Mediziner heilen mit AIDS infiziertes Baby

Mediziner heilen mit AIDS infiziertes Baby

Kurz nach der Geburt behandeln Ärzte der Uniklinikum in Baltimore ein Säugling mit einer antiretroviralen Therapie. Heute gilt das Baby, das mit dem HI-Virus zur Welt kam, als geheilt.

US-Mediziner ist es erstmals gelungen, ein bei der Geburt mit dem Erreger der Immunschwächekrankheit Aids infiziertes Baby zu heilen. Zwar sei bei dem Baby das HI-Virus nicht vollständig verschwunden, wie die Virologen bei einem Fachkongress in Atlanta im US-Bundesstaat Georgia erklärt, dennoch sei die Menge der Viren derartig gering, dass das Immunsystem des kleinen Kindes die HI-Viren zukünftig ohne weitere Behandlungen kontrollieren kann.

Die Mutter, die den HI-Virus in sich trägt, hatte den Erreger bei der Geburt auf das Kind übertragen. Weniger als 30 Stunden nach der Geburt des Säuglings haben die Ärzte das Baby mit einer antiretroviralen Therapie behandelt. Die Menge der HI-Viren reduzierte sich aufgrund der Therapie, bis sich diese nach etwa einem Monat nicht mehr messen ließen. Deborah Persaud vom Uniklinikum in Baltimore kommentiert: "Offenbar habe die sehr frühe Behandlung dafür gesorgt, dass sich bei dem Säugling keine schwer zu behandelnden verborgenen Viren-Reservoire bilden konnten."

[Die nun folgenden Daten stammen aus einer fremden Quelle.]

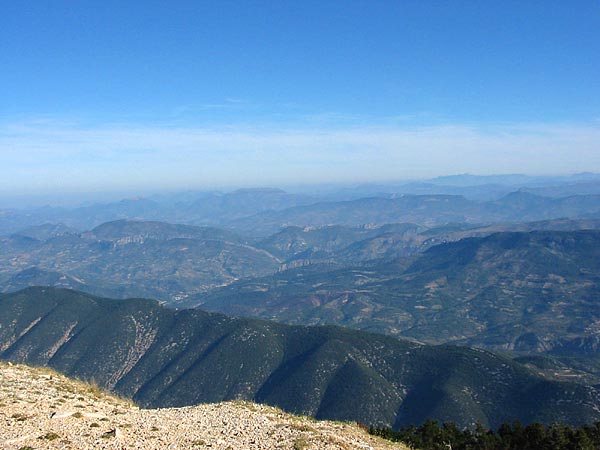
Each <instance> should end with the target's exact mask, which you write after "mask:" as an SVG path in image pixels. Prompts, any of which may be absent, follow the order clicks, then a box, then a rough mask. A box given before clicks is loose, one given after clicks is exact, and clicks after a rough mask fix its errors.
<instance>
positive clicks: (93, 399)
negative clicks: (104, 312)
mask: <svg viewBox="0 0 600 450" xmlns="http://www.w3.org/2000/svg"><path fill="white" fill-rule="evenodd" d="M0 448H2V449H15V450H30V449H117V450H122V449H148V450H150V449H203V448H207V449H208V448H210V449H231V450H237V449H293V450H308V449H365V450H366V449H398V450H405V449H406V447H402V446H399V445H398V444H393V443H391V442H387V441H384V440H381V439H379V438H376V437H374V436H370V435H369V434H368V433H366V432H365V431H364V430H362V429H361V428H360V427H359V426H357V425H355V424H345V423H337V422H327V421H315V420H313V419H311V418H307V417H299V416H293V415H290V414H287V413H284V412H283V411H281V410H279V409H277V408H272V407H269V406H264V405H257V404H253V403H249V402H241V401H234V402H226V403H219V404H205V405H198V406H192V407H185V408H168V409H139V408H138V407H137V406H135V405H133V404H132V403H130V402H129V401H127V400H125V399H120V398H117V397H115V396H113V395H110V394H107V393H104V392H102V391H100V390H99V389H98V388H96V387H94V386H93V385H90V384H86V383H81V382H78V381H74V380H71V379H68V378H66V377H64V376H62V375H60V374H57V373H56V372H53V371H50V370H48V369H39V368H31V367H27V366H23V365H11V364H9V363H4V362H0Z"/></svg>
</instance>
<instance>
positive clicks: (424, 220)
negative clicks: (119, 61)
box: [0, 174, 600, 237]
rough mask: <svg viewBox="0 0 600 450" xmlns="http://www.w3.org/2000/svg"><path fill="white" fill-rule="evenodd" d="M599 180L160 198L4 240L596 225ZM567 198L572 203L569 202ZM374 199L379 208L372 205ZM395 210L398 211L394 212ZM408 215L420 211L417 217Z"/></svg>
mask: <svg viewBox="0 0 600 450" xmlns="http://www.w3.org/2000/svg"><path fill="white" fill-rule="evenodd" d="M598 178H599V176H598V175H596V174H584V175H581V174H576V175H573V176H570V177H528V176H524V175H498V176H473V175H458V176H453V177H442V178H439V179H433V180H425V181H422V182H410V183H404V184H388V185H380V186H379V185H364V186H358V187H355V188H340V187H338V188H336V189H329V190H327V189H322V190H321V191H319V190H318V189H317V190H315V191H314V193H310V194H305V193H288V192H285V191H282V190H280V189H265V188H262V189H240V190H238V191H233V192H228V193H220V192H197V193H193V192H191V193H179V194H171V195H162V196H159V195H155V196H151V197H148V198H130V199H124V200H121V201H118V202H111V203H103V204H94V205H86V206H80V207H72V208H65V207H60V208H54V207H42V208H33V209H29V210H17V209H0V235H6V234H10V233H14V232H17V231H19V230H22V229H24V228H27V227H30V226H38V225H43V224H46V223H54V224H56V223H63V224H65V225H67V226H69V227H72V228H75V229H79V230H84V229H91V228H94V227H96V226H98V225H100V224H102V223H105V222H110V221H115V220H120V219H130V220H139V221H163V222H172V223H184V224H188V225H201V226H217V227H221V228H232V229H236V230H238V231H242V232H243V233H250V234H257V235H261V236H263V237H264V236H266V235H269V234H273V233H275V232H277V231H279V230H280V229H282V228H284V227H285V226H289V225H295V226H300V227H304V226H316V225H327V224H338V225H339V224H343V225H349V226H356V225H362V224H372V223H377V224H379V225H382V224H384V223H392V222H414V223H417V224H420V225H427V226H431V225H433V224H443V223H445V222H465V221H466V222H471V223H492V222H497V221H509V222H513V221H520V222H522V221H532V220H544V219H554V218H558V217H580V216H581V217H584V216H588V217H592V216H590V214H592V215H594V217H596V218H597V217H599V214H600V200H599V197H598V194H600V187H599V186H600V180H599V179H598ZM515 192H517V194H518V195H523V194H525V193H529V194H530V195H533V194H531V193H538V194H542V195H547V197H541V196H540V195H536V196H535V197H530V201H531V202H532V203H531V207H530V208H528V209H529V211H528V210H527V209H520V208H519V205H518V203H519V202H517V204H516V205H515V207H516V209H514V210H513V209H511V208H512V206H511V205H510V204H509V202H507V199H510V198H511V193H515ZM446 197H449V198H446ZM566 197H572V198H570V199H569V200H564V199H565V198H566ZM369 198H371V199H377V200H371V201H367V199H369ZM444 199H445V202H446V203H447V204H446V205H445V206H444V205H443V204H440V205H435V206H434V205H431V204H429V203H431V202H433V201H437V202H441V203H443V201H444ZM544 199H546V200H544ZM548 199H549V200H550V202H548ZM378 200H383V201H378ZM553 201H554V203H553ZM348 202H350V203H348ZM352 202H356V203H352ZM542 203H544V205H546V206H548V209H547V210H544V209H543V208H541V204H542ZM349 207H356V208H358V209H357V210H356V216H355V217H353V216H352V214H351V211H348V208H349ZM382 208H383V209H382ZM389 208H391V211H386V210H387V209H389ZM407 208H411V209H414V210H416V211H415V212H413V213H412V214H411V213H410V211H407V210H406V209H407ZM329 209H331V211H329ZM283 211H286V212H283ZM251 217H252V218H251Z"/></svg>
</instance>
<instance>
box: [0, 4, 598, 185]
mask: <svg viewBox="0 0 600 450" xmlns="http://www.w3.org/2000/svg"><path fill="white" fill-rule="evenodd" d="M0 67H1V70H0V157H2V159H3V160H4V163H3V164H2V167H1V168H0V171H1V172H3V173H0V175H2V176H0V179H2V181H0V192H5V193H10V192H13V191H14V192H21V191H27V190H31V191H36V190H38V191H39V190H42V191H46V190H57V191H60V190H61V189H62V190H69V189H91V190H94V189H108V188H111V187H117V188H121V187H127V188H137V187H139V188H142V187H144V188H148V187H152V186H156V188H157V189H159V188H163V187H175V188H178V187H182V188H185V187H210V186H213V185H214V186H218V185H267V184H269V185H277V184H281V183H284V182H290V181H291V182H296V181H307V182H320V181H349V182H352V181H366V180H378V179H382V180H383V179H385V180H389V179H406V178H420V177H427V176H434V175H438V174H449V173H457V172H467V171H468V172H476V173H494V172H496V173H498V172H504V173H505V172H530V173H564V172H574V171H579V170H594V171H600V141H599V136H600V134H599V128H600V2H599V1H596V0H594V1H592V0H590V1H577V0H574V1H568V2H567V1H564V0H562V1H552V0H544V1H533V0H531V1H528V0H515V1H506V0H503V1H500V0H497V1H475V0H471V1H450V0H448V1H425V0H418V1H417V0H415V1H410V0H402V1H400V0H398V1H373V0H369V1H327V0H320V1H306V0H304V1H293V2H292V1H276V0H271V1H223V0H219V1H149V0H145V1H108V0H103V1H66V0H65V1H42V0H39V1H30V2H29V1H28V2H17V1H15V2H2V3H0ZM25 178H29V179H28V180H27V182H24V179H25Z"/></svg>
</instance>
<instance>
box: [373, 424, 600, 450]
mask: <svg viewBox="0 0 600 450" xmlns="http://www.w3.org/2000/svg"><path fill="white" fill-rule="evenodd" d="M369 432H370V433H371V434H374V435H377V436H381V437H383V438H385V439H388V440H391V441H395V442H403V443H404V444H406V445H408V446H409V447H411V448H414V449H420V450H594V449H599V448H600V422H596V423H595V424H594V425H584V426H580V427H571V426H568V425H564V424H552V425H549V426H545V425H542V424H540V423H532V424H529V425H526V426H525V425H523V424H521V423H520V422H518V421H515V422H513V423H512V424H509V423H505V424H503V425H501V426H500V427H499V428H498V430H497V431H493V430H488V429H486V428H484V427H483V426H482V425H480V424H478V425H476V426H475V428H473V429H468V428H465V429H461V428H459V427H458V426H456V425H455V424H454V423H443V424H439V422H437V421H435V420H428V421H427V422H425V423H424V424H423V425H421V426H419V427H415V426H409V427H403V428H401V429H400V430H398V431H393V430H391V429H389V428H373V427H372V428H370V429H369Z"/></svg>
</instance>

Das Baby ist weltweit nicht der erste Patient, der von Aids geheilt wurde. Der US-Bürger Timothy Brown, bei dem in den 1990er Jahren in Berlin die Immunschwächekrankheit Aids diagnostiziert wurde, ist der erste Patient, mit einer anerkannten Heilung. Die HIV-Heilung setzte bei dem als "Berliner Patient" bekannt gewordenen Brown ein, nachdem ihm Spender-Knochenmark eingesetzt wurde, das eine seltene genetische Veränderung aufwies.

Wenn Mütter, die mit Aids infiziert sind, eine antiretrovirale Therapie erhalten, wird in den meisten Fällen eine Infektion des Säuglings bei der Geburt verhindert. Derzeit sterben etwa 1,7 Millionen Menschen an Aids und an den Folgeerkrankungen der Immunschwächekrankheit. Die Anzahl der Neuinfektionen ist innerhalb der letzten 10 Jahre um rund 19 Prozent zurückgegangen.